Four-Room Co-op in 500-Unit 1969 High-Rise


Location Riverdale

Price $127,000 in 1993 ($760 maintenance)

Square feet 700

Occupants Eleanor Leinen (co-owner, Inside Gallery; “Millennium Shopper” on TV and radio and in print); Stephen Leinen (professor of sociology and criminal justice, Manhattan College; former lieutenant, NYPD; author, Gay Cops and Black Police, White Society)

You moved from your old apartment because somebody was murdered outside your front door!

[Eleanor] Riverside and 155th, Washington Heights. [Stephen] The drug trade was creeping west toward our area. There were too many incidents. We had a report that somebody was running down the block with a machete. [Eleanor] We had been there seven years. I met Stephen in ’86. I was head of Special Events under Dinkins and Stephen sees me and thinks I’m cute. I think he’s a pompous ass. The next day I called my mother and said, I met the man of my dreams. She said, Let me remind you you were already married once.

To Roberta Flack’s road manager. Now, why move to Riverdale? You’re in the south part with all the ’60s and ’70s apartment houses. The north part is full of mid-19th-century estates like Wave Hill, built by people fleeing the cholera epidemic in the city.

For one, we’re an interracial couple and we wanted to be somewhere where the community is diverse. Two, we were doing a lot of entertaining and wanted lovely surroundings, a lobby. We never looked downtown. We really didn’t think we could find something affordable. I’m very spiritual. I believe destiny brings you to certain places. A friend told me about this apartment and I came home and said to Stephen, I found the apartment we’re going to be moving to. [Stephen] I saw it and we made our decision that night. [Eleanor] We got married right here in this living room. Dr. Ruth Westheimer came.
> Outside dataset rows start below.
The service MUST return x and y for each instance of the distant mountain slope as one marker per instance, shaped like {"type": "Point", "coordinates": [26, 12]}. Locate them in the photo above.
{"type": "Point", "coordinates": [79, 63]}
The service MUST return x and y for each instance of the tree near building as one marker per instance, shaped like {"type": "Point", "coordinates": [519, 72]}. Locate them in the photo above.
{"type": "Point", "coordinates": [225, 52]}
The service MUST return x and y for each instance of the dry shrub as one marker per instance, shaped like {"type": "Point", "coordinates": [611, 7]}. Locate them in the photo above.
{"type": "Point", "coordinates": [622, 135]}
She gave us advice on sex.

This building is very Miami Beach—indoor pool, cabanas, crystal chandelier in the lobby, a big placard with all the names of the proctologists, orthopedic specialists. The white brick facade matches the Hebrew Home for the Aged across the street.

Willie Mays lives here. Gloria Lynn. People who went to jail live here.

Like Mario Biaggi, the 10-term congressman who was convicted twice—once for accepting a free vacation to Florida with his girlfriend from Brooklyn political boss Meade Esposito.

Recently quite a few of the black women in the building got together. Maybe 20-plus. Most of us are from the black middle-class neighborhoods. I was raised in St. Albans, way east Queens. Count Basie lived across the street. Sarah Vaughan around one corner. Joe Louis around the other. [Stephen] I was reared in Parkchester, Met Life’s housing development—one of the largest in the country, 40,000 residents—built in the late ’30s. [Eleanor] My mother lives six blocks from us now. She entertains her bridge club here, the Riverdale Beauties. They’re in their seventies and up. They have champagne, play till five in the morning. They let themselves out.

You have a mural on the wall of a cliff and a sky.

I contracted a Russian master painter. I waited until Stephen went away one weekend. [Stephen] If she told me about it, I would have said absolutely not. Now I like it very much. [Eleanor] The mural is like the dog. Stephen didn’t want a dog. I got the dog in Beverly Hills. [Stephen] This dog is the second love of my life. [Eleanor] We had a bird, too, a baby conure. One day it squeezed out of the cage in a panic and smashed into the mirror and flew to the bed where the dog was sitting and . . . [Stephen] The rest is history. A violent felony. The bird used to sit on my chest and talk to me. [Eleanor] It would say, You’re very handsome.